Q: By now you're probably used to seeing celebrities wear your creations. But what was it like that first time you saw one of your pieces on such a big stage? 

I can honestly say that I haven't quite grown used to it! It blows my mind every time. The first time was October 2018 when Post Malone won an AMA for Best Pop/Rock Male Artist and accepted the award in a suit that I made. I was literally screaming and crying at the same time. It was pretty surreal.  

Q: Where in Indy do you like to enjoy a great meal or drink? Any new takeout discoveries due to COVID?

Livery is one of my favorites. I like to try as many of our local independent restaurants as I can, and I'm a sucker for a fancy cocktail. I'm vegan so it's great that so many restaurants are accommodating. During Covid I discovered the vegan Buffalo "chicken" pizza from Toppers Pizza. It's amazing!

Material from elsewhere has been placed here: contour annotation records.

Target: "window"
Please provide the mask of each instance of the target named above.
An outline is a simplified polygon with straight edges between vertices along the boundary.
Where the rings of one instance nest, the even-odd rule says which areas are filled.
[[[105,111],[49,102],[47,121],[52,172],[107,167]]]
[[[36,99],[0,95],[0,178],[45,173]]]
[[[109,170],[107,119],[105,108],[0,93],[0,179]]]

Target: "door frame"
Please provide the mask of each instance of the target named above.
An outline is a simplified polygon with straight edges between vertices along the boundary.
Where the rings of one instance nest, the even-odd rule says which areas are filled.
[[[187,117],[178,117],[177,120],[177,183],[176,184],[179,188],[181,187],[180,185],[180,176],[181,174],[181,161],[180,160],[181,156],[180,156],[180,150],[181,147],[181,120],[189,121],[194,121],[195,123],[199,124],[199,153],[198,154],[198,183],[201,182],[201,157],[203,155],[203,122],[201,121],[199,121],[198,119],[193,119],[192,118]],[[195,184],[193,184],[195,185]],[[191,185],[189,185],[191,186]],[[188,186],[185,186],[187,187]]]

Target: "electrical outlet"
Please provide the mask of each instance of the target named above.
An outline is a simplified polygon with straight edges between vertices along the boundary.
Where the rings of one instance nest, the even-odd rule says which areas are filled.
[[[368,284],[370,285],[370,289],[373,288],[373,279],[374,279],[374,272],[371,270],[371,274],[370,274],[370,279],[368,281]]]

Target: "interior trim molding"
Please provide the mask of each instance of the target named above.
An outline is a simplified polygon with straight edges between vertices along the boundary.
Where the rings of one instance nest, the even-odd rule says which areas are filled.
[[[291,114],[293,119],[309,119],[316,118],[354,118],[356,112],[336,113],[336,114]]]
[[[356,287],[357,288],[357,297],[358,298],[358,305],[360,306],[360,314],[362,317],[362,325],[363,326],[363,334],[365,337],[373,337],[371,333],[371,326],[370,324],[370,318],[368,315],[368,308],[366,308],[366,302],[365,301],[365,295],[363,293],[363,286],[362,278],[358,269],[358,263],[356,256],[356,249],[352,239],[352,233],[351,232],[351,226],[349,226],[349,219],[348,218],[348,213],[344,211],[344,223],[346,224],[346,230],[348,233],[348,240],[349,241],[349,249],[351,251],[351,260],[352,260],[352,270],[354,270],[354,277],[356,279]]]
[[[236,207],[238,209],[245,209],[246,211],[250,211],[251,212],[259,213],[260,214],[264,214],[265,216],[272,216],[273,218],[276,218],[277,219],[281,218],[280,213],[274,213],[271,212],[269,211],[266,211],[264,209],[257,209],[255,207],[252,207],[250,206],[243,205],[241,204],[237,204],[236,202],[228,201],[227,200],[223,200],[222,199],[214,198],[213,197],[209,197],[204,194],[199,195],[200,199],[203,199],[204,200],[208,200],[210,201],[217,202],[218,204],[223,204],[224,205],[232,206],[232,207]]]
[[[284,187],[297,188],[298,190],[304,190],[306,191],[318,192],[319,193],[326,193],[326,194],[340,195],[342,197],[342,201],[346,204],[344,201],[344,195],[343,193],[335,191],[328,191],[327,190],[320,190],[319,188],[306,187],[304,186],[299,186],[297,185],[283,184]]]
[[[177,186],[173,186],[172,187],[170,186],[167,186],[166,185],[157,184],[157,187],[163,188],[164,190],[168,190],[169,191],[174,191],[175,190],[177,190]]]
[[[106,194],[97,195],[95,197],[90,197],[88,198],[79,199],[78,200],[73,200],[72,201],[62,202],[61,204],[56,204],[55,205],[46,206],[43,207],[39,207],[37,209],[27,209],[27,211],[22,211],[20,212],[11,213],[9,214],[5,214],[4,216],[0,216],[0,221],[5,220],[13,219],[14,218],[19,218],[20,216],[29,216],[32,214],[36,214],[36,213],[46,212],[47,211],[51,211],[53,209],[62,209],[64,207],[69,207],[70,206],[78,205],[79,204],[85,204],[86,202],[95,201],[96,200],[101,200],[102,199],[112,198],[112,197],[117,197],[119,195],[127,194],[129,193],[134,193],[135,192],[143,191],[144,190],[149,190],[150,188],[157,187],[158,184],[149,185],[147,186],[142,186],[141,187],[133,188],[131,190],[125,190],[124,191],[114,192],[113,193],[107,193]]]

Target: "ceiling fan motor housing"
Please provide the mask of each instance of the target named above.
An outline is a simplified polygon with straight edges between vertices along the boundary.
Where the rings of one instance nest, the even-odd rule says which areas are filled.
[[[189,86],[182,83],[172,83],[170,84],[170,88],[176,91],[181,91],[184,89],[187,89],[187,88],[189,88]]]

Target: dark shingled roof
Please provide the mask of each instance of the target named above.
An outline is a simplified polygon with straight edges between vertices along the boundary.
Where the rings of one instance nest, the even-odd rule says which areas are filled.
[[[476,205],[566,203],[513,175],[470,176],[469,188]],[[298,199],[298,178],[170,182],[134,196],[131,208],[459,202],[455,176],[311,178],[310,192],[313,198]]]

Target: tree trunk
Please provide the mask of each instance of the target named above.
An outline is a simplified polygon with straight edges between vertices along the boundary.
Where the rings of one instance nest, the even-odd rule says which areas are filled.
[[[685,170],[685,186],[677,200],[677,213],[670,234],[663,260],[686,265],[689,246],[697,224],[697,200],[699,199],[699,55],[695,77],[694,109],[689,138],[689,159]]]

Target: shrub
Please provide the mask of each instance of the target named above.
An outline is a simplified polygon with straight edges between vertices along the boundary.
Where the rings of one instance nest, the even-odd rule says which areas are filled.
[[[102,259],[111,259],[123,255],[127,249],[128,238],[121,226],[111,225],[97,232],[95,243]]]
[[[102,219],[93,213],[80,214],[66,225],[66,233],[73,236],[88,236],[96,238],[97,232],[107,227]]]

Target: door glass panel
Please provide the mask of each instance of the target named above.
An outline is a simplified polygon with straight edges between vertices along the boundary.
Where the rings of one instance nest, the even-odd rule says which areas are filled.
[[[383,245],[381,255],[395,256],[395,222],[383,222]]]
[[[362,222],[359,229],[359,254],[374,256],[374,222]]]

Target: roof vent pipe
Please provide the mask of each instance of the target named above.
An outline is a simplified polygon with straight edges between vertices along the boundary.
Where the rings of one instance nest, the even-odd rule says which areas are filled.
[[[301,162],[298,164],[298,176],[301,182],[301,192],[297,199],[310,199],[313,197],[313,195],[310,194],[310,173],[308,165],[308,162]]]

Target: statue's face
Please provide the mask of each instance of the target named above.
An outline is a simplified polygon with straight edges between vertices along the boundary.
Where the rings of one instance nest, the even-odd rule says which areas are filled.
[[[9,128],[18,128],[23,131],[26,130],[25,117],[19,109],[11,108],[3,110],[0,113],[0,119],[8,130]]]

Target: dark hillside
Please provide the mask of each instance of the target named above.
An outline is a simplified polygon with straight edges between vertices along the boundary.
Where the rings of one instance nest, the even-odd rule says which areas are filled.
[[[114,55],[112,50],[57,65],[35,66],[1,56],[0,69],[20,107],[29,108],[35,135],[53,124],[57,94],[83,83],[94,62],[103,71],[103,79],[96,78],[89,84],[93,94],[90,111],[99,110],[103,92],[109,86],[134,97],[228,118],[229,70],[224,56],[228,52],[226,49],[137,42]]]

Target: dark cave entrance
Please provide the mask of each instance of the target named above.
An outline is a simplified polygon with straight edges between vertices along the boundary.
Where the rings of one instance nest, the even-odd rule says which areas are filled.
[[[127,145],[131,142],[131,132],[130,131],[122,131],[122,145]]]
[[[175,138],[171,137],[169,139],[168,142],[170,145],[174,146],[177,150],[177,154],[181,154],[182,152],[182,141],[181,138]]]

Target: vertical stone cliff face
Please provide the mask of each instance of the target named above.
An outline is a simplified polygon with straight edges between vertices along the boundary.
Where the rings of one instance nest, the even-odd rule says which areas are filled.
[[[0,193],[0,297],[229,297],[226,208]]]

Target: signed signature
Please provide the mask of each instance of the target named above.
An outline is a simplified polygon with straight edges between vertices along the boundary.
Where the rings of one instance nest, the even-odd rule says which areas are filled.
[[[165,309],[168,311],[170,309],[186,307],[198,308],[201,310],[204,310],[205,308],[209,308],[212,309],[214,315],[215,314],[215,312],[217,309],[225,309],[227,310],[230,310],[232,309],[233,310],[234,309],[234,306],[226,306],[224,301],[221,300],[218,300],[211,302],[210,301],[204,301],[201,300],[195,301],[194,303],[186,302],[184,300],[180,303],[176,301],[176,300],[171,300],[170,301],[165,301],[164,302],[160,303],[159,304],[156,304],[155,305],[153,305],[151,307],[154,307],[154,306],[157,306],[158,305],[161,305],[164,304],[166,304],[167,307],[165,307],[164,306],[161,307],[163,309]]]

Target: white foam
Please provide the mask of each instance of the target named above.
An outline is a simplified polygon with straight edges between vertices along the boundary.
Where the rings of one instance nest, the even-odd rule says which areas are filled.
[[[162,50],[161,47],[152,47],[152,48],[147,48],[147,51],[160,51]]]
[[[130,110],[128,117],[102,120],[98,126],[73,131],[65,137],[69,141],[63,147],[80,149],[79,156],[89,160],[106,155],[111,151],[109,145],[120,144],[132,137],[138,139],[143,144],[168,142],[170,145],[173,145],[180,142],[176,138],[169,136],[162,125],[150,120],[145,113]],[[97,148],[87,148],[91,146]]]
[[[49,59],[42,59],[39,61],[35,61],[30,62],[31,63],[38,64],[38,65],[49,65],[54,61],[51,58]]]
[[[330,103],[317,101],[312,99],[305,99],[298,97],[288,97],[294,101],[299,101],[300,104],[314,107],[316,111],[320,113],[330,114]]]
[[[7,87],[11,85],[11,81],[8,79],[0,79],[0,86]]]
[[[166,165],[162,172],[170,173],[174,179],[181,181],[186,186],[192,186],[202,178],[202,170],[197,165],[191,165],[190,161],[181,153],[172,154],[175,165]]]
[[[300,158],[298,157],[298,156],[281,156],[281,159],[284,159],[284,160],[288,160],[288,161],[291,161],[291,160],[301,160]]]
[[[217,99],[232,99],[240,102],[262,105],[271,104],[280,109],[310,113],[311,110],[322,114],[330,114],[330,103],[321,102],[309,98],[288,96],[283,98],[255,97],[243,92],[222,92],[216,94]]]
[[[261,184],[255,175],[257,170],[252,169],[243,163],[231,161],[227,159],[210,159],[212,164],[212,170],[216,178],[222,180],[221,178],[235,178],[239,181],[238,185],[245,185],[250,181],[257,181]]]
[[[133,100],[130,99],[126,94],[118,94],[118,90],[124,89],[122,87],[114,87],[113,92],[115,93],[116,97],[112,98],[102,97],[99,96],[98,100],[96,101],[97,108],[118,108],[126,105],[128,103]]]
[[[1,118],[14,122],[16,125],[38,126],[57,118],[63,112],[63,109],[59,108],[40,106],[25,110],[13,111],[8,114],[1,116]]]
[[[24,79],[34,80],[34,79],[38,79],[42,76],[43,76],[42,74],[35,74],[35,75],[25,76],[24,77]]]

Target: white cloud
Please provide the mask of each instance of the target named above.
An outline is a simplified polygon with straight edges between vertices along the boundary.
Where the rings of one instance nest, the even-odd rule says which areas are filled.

Q: Who else in Indy's creative class do you admire?

We have so many incredibly talented artists here in Indianapolis. Beatriz Vasquez is an amazing papercut. In Mexico it is an indigenous craft known as "papelpicado" and much of her work explores her Mexican heritage, feminism, and social justice. Another artist I admire who is also a paper cut artist is Erin Huber. Her work explores themes of single parenting, loss, and rebirth. She has this incredible sense of balance and symmetry that appeals to my sensibilities and has even collaborated with me to create suit linings based on her work. There are so many more artists I could name.

Q: What would you do on your ideal day in Indy?

Ride my bicycle down the Monon Trail to downtown on a sunny Summer day, get drinks on Mass Ave and sit on a patio people watching, walk around Midland Antique Market, or go to a First Friday event (if it's a first Friday of the month).